Self Love and The Muslimah 1

Salam Alaikum
I hear and read stories about women who stay in abusive relationships i.e. marriages, friendship. It sometimes makes me wonder if we truly love ourselves. Why do we accept abuse if we love our-self? Having little or no self-love isn’t uncommon among Muslim women, we might not necessarily talk about it, but this affects us.

Allah says: “And We have certainly honored the children of Adam and carried them on the land and sea and provided for them of the good things and preferred them over much of what We have created, with [definite] preference.” [Qur’an: Chapter 17, Verse 70]

Self-love refers to the act of valuing one’s own happiness and well-being. Self-love is a kind of acceptance that can be described as an unconditional sense of support, caring and a core of compassion for the self. It might also be considered a willingness to meet personal needs, allow non-judgmental thinking, and view the self as essentially worthy, good, valuable, and deserving of happiness.
Some individuals may believe that they are unworthy of love due to a lack of success in their chosen professional field, or certain personal characteristics that they perceive to be negative or flawed. Trouble with relationships (marital, friendship, family) may also lead some to feel as if they may never experience close friendship or love, which can lead to spiraling negative thoughts that have negative effect on the ability to love the self

Why Is Self-Love Important?
Self-love is an important component of self-esteem and overall well-being. It is generally difficult, to feel content without first being able to love and accept the self. Researchers have discovered that the practice of self-love is associated with a multitude of benefits, such as greater life satisfaction, increased happiness, and greater resilience.
People with high levels of self-compassion have been shown to often be able to overcome difficult life events, such as divorce, with more ease than those who are harder on themselves. The ability to affirm oneself has also been associated with improved problem-solving abilities and decreased procrastination
The risk of developing mental health issues such as depression, anxiety can also be decreased through the practice of self-love. This practice can also increase one’s optimism and may be helpful for stress reduction, especially in the face of various life challenges.
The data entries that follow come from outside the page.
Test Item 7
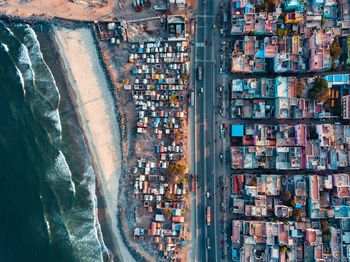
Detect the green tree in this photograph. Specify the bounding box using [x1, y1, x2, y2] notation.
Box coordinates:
[308, 77, 329, 103]
[281, 190, 292, 202]
[293, 208, 302, 220]
[163, 207, 173, 220]
[331, 40, 344, 59]
[281, 246, 288, 254]
[249, 177, 258, 186]
[321, 220, 329, 234]
[323, 233, 332, 241]
[166, 162, 187, 183]
[297, 80, 306, 98]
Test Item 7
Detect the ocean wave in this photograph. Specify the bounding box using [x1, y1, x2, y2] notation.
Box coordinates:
[1, 43, 10, 53]
[18, 43, 35, 82]
[45, 109, 62, 137]
[47, 150, 75, 195]
[15, 66, 26, 95]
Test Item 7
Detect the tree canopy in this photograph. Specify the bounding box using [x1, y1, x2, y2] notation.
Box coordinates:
[281, 190, 292, 201]
[166, 162, 187, 183]
[297, 80, 306, 98]
[331, 41, 344, 59]
[308, 77, 329, 103]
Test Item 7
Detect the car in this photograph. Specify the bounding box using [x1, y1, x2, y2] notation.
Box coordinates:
[221, 202, 226, 212]
[207, 237, 211, 249]
[220, 124, 225, 138]
[198, 86, 204, 95]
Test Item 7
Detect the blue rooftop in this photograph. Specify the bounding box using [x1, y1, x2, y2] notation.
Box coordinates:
[324, 74, 349, 83]
[231, 125, 244, 137]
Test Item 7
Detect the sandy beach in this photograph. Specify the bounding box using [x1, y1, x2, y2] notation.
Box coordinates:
[55, 28, 135, 261]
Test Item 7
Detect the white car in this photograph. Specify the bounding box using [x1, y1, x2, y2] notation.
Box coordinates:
[220, 124, 225, 138]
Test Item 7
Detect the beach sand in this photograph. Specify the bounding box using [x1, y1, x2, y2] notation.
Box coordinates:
[55, 28, 135, 262]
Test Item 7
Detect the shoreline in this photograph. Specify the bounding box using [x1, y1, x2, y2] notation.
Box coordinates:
[35, 26, 115, 261]
[50, 27, 134, 261]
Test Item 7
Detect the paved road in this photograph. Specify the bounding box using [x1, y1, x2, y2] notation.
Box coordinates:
[195, 0, 220, 261]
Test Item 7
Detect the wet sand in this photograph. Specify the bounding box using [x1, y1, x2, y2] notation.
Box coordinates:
[55, 28, 134, 261]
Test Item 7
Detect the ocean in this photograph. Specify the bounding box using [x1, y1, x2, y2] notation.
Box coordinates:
[0, 21, 106, 262]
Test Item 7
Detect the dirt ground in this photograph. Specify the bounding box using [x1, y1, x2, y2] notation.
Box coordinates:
[0, 0, 196, 21]
[0, 0, 115, 21]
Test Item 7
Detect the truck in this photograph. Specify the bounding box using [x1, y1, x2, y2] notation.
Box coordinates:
[191, 91, 194, 107]
[197, 66, 203, 80]
[206, 206, 211, 226]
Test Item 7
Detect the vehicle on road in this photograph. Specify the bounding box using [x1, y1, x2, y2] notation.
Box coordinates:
[220, 124, 225, 138]
[206, 206, 211, 226]
[197, 66, 203, 80]
[207, 237, 211, 249]
[221, 202, 226, 212]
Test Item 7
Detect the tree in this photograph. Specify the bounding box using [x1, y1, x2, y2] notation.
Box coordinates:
[308, 77, 329, 103]
[281, 190, 292, 202]
[293, 208, 302, 220]
[166, 162, 187, 183]
[321, 220, 329, 234]
[323, 233, 332, 241]
[163, 207, 173, 220]
[249, 177, 258, 186]
[281, 246, 288, 254]
[297, 80, 306, 98]
[331, 40, 344, 59]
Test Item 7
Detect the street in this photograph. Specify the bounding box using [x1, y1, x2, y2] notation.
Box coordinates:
[194, 0, 227, 261]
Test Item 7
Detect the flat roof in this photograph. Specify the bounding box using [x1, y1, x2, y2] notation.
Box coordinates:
[231, 125, 244, 137]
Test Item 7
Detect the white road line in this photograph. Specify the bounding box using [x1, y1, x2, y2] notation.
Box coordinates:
[197, 59, 216, 63]
[211, 23, 218, 260]
[197, 15, 215, 18]
[202, 1, 208, 261]
[192, 13, 199, 261]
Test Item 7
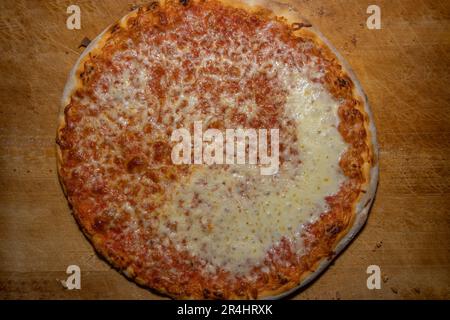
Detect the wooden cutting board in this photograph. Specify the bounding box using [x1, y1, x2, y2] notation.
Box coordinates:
[0, 0, 450, 299]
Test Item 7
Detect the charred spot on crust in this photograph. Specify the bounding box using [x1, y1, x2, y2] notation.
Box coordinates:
[327, 224, 342, 236]
[337, 76, 352, 88]
[147, 1, 159, 10]
[111, 23, 120, 34]
[291, 22, 312, 31]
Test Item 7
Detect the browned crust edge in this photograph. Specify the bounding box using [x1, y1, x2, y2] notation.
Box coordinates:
[56, 0, 379, 299]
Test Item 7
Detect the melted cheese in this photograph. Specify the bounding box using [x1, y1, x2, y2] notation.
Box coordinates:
[156, 75, 346, 274]
[66, 7, 346, 275]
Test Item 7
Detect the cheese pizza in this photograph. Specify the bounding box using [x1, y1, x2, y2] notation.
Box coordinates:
[57, 0, 378, 299]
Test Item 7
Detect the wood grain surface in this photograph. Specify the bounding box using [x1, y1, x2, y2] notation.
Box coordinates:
[0, 0, 450, 299]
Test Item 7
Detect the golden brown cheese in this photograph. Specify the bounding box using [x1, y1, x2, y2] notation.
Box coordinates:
[58, 1, 370, 298]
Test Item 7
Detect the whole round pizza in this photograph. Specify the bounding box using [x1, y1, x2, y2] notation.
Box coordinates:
[57, 0, 378, 299]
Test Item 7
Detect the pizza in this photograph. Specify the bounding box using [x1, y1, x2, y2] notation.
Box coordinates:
[56, 0, 378, 299]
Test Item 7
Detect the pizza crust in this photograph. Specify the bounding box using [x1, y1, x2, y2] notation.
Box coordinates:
[56, 0, 379, 299]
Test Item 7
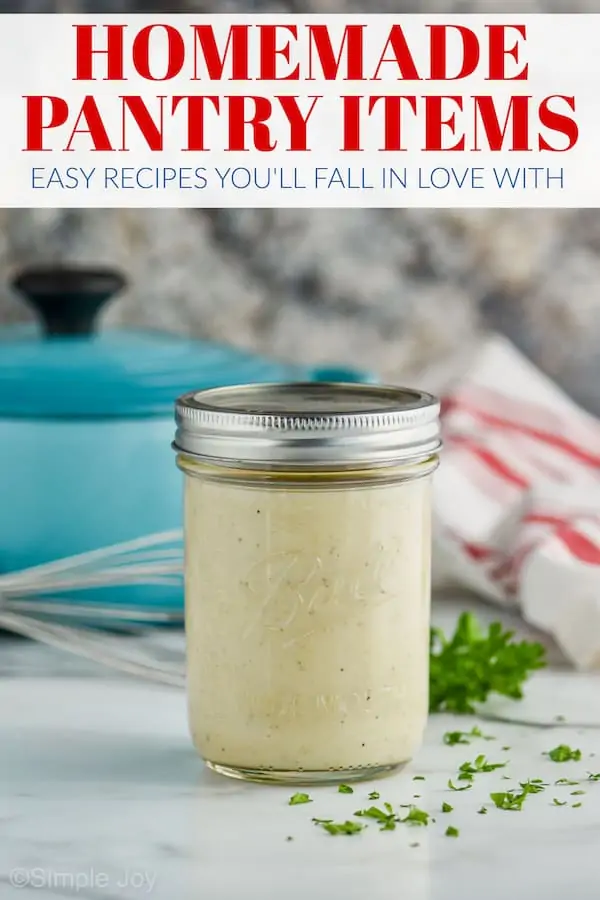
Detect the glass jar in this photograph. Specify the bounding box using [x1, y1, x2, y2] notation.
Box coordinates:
[174, 384, 440, 784]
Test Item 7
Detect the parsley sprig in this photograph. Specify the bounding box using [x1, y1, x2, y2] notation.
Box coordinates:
[547, 744, 581, 762]
[490, 778, 548, 811]
[458, 754, 507, 781]
[429, 612, 545, 713]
Self-love can also lead to improved relationships. And research has shown that practicing self-love and self-compassion is likely to improve well-being in the context of interpersonal relationships. People who have self-compassion and practice self-love generally report feeling happier and more authentic in their relationships, and thus, they may be better able to assert their needs and opinions. Further, those who practice kindness and compassion on a personal level first may be better able to show kindness and compassion to others and are generally more likely to do so, as the ability to care for and love one’s self generally indicates that one will experience a greater capacity to love and care for others.
Self-love is a state of appreciation for oneself that grows from actions that support our physical, psychological and spiritual growth. Self-love is dynamic; it grows by actions that mature us. When we act in ways that expand self-love in us, we begin to accept much better our weaknesses as well as our strengths, have less need to explain away our short-comings, have compassion for ourselves as human beings struggling to find personal meaning, are more centered in our life purpose and values, and expect living fulfilment through our own efforts.
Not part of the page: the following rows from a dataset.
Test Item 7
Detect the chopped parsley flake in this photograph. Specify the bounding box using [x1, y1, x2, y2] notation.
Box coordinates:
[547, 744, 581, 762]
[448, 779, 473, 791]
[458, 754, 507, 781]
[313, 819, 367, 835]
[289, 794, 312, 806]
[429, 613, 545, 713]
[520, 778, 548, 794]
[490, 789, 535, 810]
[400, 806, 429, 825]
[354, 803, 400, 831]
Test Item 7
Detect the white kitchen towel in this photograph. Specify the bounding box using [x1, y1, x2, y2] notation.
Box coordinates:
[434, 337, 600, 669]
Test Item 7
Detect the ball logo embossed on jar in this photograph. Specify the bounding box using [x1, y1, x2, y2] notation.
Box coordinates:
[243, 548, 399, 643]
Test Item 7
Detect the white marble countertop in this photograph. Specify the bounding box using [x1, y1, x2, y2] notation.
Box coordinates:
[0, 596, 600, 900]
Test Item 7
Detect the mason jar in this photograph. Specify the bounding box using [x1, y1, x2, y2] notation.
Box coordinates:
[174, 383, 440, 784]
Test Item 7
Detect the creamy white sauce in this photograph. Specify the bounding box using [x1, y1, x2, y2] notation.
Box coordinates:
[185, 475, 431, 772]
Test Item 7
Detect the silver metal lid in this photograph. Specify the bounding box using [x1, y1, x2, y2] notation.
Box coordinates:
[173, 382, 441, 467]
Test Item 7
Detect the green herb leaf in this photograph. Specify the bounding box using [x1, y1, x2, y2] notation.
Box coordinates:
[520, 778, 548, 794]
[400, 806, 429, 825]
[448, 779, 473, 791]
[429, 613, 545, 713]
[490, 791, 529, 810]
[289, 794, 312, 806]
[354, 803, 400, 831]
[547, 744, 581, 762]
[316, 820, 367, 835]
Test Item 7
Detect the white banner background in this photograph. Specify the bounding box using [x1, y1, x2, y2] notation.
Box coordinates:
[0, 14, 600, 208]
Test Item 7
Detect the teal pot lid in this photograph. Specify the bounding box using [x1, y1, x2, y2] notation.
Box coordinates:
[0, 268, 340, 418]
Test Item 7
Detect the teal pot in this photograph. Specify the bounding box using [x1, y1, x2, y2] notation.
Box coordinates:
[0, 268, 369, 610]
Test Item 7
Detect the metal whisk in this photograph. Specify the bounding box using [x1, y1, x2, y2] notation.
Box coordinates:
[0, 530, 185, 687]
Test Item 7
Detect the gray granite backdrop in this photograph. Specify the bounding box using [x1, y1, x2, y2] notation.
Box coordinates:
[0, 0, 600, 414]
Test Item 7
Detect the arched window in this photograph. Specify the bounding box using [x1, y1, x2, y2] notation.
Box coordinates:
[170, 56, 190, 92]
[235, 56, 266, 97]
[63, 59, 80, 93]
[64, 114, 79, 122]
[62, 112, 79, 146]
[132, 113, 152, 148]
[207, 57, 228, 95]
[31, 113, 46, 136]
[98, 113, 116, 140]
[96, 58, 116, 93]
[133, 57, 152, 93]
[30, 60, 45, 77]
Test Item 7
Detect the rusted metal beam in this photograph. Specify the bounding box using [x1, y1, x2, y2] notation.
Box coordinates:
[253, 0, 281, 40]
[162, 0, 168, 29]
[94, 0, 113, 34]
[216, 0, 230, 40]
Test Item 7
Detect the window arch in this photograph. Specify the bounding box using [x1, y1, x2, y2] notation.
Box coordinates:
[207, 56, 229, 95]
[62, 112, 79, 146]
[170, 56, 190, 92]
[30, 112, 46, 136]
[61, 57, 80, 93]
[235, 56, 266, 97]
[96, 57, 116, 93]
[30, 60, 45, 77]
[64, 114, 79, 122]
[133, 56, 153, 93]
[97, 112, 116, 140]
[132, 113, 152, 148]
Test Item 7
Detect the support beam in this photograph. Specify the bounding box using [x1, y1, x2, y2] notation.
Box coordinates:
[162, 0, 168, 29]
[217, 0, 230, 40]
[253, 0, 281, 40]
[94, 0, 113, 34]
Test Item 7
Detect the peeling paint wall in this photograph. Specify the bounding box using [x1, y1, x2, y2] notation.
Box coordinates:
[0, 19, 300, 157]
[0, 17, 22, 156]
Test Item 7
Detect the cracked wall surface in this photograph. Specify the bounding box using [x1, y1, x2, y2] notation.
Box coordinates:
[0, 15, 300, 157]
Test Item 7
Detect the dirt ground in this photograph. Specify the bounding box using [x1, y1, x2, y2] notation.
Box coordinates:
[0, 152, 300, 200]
Self-love is not narcissism
Self-confidence is not arrogance
Self-esteem is not pride

As mothers, we are responsible for instilling confidence, self-esteem and self-love in our kids, when we abuse them (emotionally or physically) we are stripping of the fiber of their being and this could lead either to an inferiority or superiority complex or other emotional problems, If you do not love yourself, how then do you instil this concept into your kids?